First of all, Qualcomm will be among the first to admit that regardless of the landscape now, most operators around the world will eventually use W-CDMA, not some version of its CDMA2000. They are often obliged to because of licence conditions or will simply do so because it's the obvious upgrade path from GSM and GPRS (pumped up GSM) networks.
The issue of licence obligations is one that gets Qualcomm CEO Jacob's going. If CDMA is the best core technology, surely Europeans should be using services based on it, services which, as figures from the Korean operators show now, also boost key ARPU (average revenue per user) numbers.
To paraphrase Dr Jacobs in an interview with this publication, it goes like this: GSM brought huge benefits to Europe - to end users, government coffers and credibility, and most of all to a handful of equipment companies, headed by the likes of Ericsson and - especially - Nokia. Giving up that leadership position by putting a company from southern California at the heart of the industry wasn't acceptable - so W-CDMA was adopted (and called UMTS) with all the attendant roll out problems we are now seeing.
When politicians say European operators were free to have chosen CDMA2000, as UK E-minister Stephen Timms recently told The Economist, they are being "a little misleading", says Jacobs. Qualcomm thinks there was never that choice.
Nokia also looms as Qualcomm's nemesis. It may license CDMA technology but when proudly showing slides of 50 or more equipment vendors it supplies, conspicuously absent from the top of the list is the Finnish giant. This is significant on a number of fronts. Nokia's grip on the handset market may not be so strong in the Far East but for the rest of the world any player would want to be on good terms with it.
Qualcomm's BREW platform also directly competes with Nokia's Series 60 software. Both sit on top of an operating system and provide a standard environment for interfaces and the downloading of applications.

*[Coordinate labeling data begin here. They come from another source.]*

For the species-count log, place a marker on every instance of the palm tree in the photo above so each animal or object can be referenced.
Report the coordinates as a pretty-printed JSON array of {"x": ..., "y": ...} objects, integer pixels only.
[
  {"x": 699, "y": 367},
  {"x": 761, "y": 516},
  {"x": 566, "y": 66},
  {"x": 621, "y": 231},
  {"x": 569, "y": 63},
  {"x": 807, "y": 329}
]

Qualcomm will cite about 17 million BREW-enabled phones already in the marketplace, good reviews and how it is air-interface independent. It doesn't like to talk about why major customer Sprint PCS went with a pure Java approach instead.
Nokia will talk about how Series 60 is licensed in source code format and its "awesome" user interface. It isn't inclined to mention current uptake. Neither vendor wants to acknowledge other options such as In-fusio, who have made headway with operators.
And lastly, there are the analysts. In Europe at least, they will harp on about CDMA2000 1x not really being 3G - the ITU classified it as such after a review and Qualcomm's decision not to go to CDMA2000 3x - and Qualcomm's reputation for sleek marketing.
The company's stock price may have dipped over the past two years but previous stellar gains show how investors have rated the company. Its roster of customers, who serve operators in the US (for example Sprint PCS, Verizon Wireless), Korea (SK Telecom, KTF), Japan (KDDI) and, most promisingly, China (China Unicom), is also impressive.
In the form of the vertically integrated Nokia, Qualcomm will always have a formidable rival but at the very least it will keep European vendors and operators on their 3G toes.